QUESTION - I have a six year old daughter and I want to introduce her to witchcraft to follow in my tradition. Do you think she is too young?
ANSWER - I think it very much depends on both your own natural understanding of your child and what you mean by witchcraft.
Children mature at different rates and what is right for one child isn't for another. I know one witch who regularly involves her similarly aged child in seance work and another who won't let her son join the family coven until he reaches 18. Two very different approaches but we can only assume they are appropriate for the individual children.
I don't see any reason why a young child can't be introduced to the craft. It is easy enough to incorporate some child friendly activities in what we do. I'd have been delighted as a six year old in getting involved in mixing herb concoctions, learning about wildflowers, discovering how to channel energy and being taught how to draw protective magic symbols. It's also never too young to learn how to invoke protective shields or how to use meditation to maintain a healthy frame of mind. All these can be made fun and interesting to a child. There are elements I would personally stay away from with a six year old, I wouldn't start talking about spirits or hexing, nor would I introduce them to complicated casting methods. I'd suggest you keep things lighthearted and be guided by how the child reacts.
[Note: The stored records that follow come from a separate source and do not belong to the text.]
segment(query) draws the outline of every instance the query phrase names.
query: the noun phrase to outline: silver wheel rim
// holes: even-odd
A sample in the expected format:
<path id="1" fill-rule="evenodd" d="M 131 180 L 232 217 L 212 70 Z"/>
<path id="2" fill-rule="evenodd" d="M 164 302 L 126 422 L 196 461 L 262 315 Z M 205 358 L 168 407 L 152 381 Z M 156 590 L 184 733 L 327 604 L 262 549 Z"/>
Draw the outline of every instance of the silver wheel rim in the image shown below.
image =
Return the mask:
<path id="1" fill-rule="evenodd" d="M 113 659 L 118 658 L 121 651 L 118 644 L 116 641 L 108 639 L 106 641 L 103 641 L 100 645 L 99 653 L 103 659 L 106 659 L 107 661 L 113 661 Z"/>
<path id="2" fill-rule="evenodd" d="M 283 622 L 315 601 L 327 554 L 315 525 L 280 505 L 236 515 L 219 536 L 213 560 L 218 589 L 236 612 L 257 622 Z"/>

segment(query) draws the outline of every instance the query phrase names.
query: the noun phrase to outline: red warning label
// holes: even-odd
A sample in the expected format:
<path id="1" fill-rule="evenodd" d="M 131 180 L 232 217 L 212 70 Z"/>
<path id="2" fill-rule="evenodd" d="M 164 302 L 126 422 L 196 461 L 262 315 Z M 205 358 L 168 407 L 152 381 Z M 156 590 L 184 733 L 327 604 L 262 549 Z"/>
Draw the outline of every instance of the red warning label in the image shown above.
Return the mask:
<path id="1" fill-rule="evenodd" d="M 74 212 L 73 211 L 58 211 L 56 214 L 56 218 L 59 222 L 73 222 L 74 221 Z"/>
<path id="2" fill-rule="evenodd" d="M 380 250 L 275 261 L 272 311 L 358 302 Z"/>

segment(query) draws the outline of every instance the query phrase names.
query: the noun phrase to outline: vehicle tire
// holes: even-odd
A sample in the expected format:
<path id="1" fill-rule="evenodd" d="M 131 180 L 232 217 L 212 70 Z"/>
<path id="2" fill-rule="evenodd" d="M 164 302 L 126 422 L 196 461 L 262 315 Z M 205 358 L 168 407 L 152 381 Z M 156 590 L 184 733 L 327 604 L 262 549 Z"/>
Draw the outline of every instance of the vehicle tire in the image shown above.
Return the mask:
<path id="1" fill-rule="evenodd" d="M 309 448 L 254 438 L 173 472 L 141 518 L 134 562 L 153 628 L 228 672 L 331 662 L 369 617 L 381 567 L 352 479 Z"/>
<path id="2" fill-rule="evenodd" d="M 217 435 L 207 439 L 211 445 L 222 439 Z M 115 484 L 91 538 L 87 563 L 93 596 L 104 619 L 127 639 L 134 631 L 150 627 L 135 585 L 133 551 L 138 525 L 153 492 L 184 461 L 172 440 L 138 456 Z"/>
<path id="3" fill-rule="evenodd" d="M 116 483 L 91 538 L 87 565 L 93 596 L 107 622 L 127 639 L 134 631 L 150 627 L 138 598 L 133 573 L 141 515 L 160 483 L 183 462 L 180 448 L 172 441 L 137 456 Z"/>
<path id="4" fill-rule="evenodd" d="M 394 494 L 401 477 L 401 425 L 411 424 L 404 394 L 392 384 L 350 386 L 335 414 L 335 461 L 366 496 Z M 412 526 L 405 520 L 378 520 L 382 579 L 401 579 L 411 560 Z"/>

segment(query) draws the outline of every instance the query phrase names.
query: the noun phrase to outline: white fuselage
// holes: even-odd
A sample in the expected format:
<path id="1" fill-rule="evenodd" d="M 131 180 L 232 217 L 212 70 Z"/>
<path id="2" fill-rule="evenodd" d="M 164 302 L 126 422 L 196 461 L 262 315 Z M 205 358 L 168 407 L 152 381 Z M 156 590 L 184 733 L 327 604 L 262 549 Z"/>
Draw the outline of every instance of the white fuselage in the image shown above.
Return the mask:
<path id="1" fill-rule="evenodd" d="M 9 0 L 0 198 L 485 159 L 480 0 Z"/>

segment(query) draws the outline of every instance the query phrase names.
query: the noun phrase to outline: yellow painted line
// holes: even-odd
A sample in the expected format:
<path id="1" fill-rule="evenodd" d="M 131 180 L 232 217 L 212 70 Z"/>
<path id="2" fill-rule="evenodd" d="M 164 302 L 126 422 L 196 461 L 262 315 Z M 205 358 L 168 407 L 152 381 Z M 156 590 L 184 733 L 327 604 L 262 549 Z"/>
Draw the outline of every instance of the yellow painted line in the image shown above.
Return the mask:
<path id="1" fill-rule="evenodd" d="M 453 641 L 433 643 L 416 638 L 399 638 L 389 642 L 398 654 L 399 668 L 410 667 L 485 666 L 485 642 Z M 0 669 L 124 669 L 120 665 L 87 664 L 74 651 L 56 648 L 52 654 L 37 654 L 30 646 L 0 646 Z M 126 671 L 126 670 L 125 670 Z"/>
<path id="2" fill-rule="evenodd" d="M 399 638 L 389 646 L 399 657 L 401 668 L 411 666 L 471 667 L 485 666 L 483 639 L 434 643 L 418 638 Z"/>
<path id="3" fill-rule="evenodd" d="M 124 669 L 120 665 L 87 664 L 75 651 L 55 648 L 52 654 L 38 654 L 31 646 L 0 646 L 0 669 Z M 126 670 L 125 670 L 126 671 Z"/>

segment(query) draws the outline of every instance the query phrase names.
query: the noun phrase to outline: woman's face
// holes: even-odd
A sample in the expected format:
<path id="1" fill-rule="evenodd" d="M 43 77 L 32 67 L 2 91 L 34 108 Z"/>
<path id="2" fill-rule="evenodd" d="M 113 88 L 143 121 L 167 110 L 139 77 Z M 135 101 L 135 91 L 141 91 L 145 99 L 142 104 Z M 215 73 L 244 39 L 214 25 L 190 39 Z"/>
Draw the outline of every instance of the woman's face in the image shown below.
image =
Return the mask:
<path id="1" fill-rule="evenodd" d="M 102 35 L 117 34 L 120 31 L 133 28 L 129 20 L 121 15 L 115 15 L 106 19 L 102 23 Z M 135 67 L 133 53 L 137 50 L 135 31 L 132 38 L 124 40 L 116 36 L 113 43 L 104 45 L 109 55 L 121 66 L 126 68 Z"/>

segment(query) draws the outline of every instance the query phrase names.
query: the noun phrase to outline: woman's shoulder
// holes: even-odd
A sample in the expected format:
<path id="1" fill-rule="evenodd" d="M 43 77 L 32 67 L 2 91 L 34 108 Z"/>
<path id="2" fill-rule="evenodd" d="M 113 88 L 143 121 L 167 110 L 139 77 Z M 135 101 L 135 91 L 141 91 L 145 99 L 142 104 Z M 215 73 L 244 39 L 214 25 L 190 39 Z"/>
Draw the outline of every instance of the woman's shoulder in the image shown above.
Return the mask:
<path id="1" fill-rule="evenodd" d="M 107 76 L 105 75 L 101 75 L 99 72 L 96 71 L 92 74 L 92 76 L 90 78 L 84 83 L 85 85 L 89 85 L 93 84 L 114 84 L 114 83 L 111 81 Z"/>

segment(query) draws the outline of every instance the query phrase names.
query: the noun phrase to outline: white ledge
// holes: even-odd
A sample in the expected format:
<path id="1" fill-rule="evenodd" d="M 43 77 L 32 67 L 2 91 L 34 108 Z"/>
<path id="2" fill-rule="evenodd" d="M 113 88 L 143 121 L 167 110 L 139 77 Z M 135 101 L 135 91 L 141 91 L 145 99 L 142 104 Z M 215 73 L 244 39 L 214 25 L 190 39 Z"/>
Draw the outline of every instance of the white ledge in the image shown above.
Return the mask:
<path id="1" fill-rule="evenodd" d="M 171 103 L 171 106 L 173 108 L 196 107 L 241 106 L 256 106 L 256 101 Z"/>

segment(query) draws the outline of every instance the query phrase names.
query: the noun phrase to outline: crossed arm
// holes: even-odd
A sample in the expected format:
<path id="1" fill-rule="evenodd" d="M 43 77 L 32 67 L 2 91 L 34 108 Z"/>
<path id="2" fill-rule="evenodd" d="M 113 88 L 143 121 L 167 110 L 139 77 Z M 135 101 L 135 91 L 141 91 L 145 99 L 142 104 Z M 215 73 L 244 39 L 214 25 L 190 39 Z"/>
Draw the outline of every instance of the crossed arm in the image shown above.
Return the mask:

The comment in your question that did cause a raised eyebrow or two was that you want your child to learn about witchcraft and your tradition. No mention as to what the child wants? I'd be comfortable exploring magic with an interested child - I would be far less comfortable imposing adult ideas and traditions onto a child who shows no natural curiosity. Beware of imposing your own desires only to find you push too hard and your child rejects what you want to teach them. I'm afraid I also have to warn you that your child - even if inclined to the craft - may show no interest in your own specific tradition. Introduce by all means but resist pushing. As any rebel knows there is no quicker way to push your child away from the path you want them to follow than trying to force them onto it.